South Carolina Partners for Fish and Wildlife restore red-cockaded woodpecker habitat
Good things can flow from all sorts of motivations.
Odell Byrd did not start out wanting to establish new nesting areas for endangered red-cockaded woodpeckers. He had a few acres of land that his grandfather had originally bought after World War II, part of which had been a family farm at one time, and which now was too overgrown to hike through easily.
“I wanted to thin out the undergrowth so I could walk through and enjoy my forest,” he said.
But that forest included a lot of mature longleaf pines, 30 to 90 years old, and there is nowhere a red-cockaded woodpecker would rather nest than that exact kind of pine tree.
So Byrd started working with the Sandhills Longleaf Pine Conservation Partnership, a group of federal and state agencies, non-governmental organizations and private landowners working to improve the longleaf pine ecosystem in northern South Carolina. It supports a larger effort known as America’s Longleaf Restoration Initiative).
And he started working with Partners for Fish and Wildlife, the U.S. Fish and Wildlife Service’s premier tool for promoting conservation on privately owned land. The program, which is entirely voluntary, provides technical and financial assistance to landowners and others to help benefit threatened, endangered and at-risk wildlife.
Byrd’s land is adjacent to Cheraw State Park, just south of the border between North and South Carolina in Chesterfield County. There are currently no woodpeckers nesting on his property, but there are plenty in Cheraw, and woodpecker recovery experts know that the birds will sometimes fly a little distance to make fresh nests in longleaf pines. And the Service will even help them, by excavating and installing nests in the trees to welcome them.
The longleaf pine ecosystem once covered approximately 90 million acres in the Southeastern United States. This unique ecosystem has declined 97% and now contains fewer than three million acres. Today, only scattered patches of the longleaf pine ecosystem occur.

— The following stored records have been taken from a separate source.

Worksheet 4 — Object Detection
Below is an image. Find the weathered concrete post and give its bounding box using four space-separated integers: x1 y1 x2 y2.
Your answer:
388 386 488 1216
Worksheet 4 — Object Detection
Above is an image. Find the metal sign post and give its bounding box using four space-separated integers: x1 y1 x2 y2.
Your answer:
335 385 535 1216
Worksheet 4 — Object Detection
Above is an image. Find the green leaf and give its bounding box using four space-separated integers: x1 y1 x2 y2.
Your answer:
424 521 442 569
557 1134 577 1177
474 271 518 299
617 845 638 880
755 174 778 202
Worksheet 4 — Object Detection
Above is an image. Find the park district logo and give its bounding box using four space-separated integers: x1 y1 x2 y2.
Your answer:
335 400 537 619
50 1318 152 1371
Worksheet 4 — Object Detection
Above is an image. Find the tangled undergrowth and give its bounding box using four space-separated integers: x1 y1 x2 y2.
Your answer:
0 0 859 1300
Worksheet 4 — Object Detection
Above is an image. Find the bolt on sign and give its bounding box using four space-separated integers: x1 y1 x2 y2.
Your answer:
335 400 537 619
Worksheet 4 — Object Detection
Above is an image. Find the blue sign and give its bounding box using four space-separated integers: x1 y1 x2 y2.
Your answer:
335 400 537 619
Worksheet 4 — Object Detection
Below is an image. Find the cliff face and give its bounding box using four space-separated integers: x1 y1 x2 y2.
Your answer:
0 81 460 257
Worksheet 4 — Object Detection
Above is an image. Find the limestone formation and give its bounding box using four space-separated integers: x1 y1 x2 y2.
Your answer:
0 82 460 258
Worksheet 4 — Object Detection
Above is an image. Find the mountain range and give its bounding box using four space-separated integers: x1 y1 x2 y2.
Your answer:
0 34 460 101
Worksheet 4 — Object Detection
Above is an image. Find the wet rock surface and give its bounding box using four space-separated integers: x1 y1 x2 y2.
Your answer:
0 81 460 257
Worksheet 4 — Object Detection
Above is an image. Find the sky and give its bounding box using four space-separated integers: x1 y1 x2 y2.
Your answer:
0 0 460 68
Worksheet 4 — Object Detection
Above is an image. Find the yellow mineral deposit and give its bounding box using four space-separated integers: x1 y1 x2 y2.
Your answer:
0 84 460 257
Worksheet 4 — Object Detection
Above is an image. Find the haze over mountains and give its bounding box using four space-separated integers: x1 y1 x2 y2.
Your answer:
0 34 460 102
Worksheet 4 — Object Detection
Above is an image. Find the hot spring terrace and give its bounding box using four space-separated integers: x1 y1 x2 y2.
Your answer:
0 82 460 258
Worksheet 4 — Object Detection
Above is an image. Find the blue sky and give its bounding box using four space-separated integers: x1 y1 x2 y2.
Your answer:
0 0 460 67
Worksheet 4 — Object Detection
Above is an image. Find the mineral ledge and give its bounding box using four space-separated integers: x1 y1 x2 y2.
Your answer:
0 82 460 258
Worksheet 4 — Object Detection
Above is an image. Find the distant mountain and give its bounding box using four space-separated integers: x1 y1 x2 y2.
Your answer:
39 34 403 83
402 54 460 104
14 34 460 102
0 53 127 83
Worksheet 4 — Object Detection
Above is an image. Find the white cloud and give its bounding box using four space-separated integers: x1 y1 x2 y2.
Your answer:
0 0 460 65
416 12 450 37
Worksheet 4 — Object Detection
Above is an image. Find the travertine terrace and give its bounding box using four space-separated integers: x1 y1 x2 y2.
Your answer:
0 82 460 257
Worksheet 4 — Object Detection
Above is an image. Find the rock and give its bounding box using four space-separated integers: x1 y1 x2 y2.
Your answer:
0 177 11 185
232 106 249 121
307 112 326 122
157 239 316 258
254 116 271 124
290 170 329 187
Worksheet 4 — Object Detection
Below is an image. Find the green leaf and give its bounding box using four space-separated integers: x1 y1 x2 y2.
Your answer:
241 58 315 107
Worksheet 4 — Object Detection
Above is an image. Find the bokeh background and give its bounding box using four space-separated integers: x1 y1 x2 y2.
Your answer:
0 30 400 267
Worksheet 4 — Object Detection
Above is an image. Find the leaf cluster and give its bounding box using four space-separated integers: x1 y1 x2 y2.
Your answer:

But in locations all over the Southeast, an array of partners work with landowners like Byrd, and his sister Sharon Cayer, who is also restoring habitat on family land she owns nearby. Partners on the Byrd restoration project include the South Carolina Department of Natural Resources, South Carolina Forest Commission, Clemson University, the Natural Resources Conservation Service, Chesterfield Soil and Water Conservation District, The Longleaf Alliance, South Carolina Department of Parks, Recreation & Tourism, the National Fish and Wildlife Foundation, and the Peedee Land Trust.
The partners and the Byrds have worked together to thin out the thick, tangled undergrowth that had grown up over the years, which made it better for him to take his hikes, and also more enticing as a possible future home for red-cockaded woodpeckers.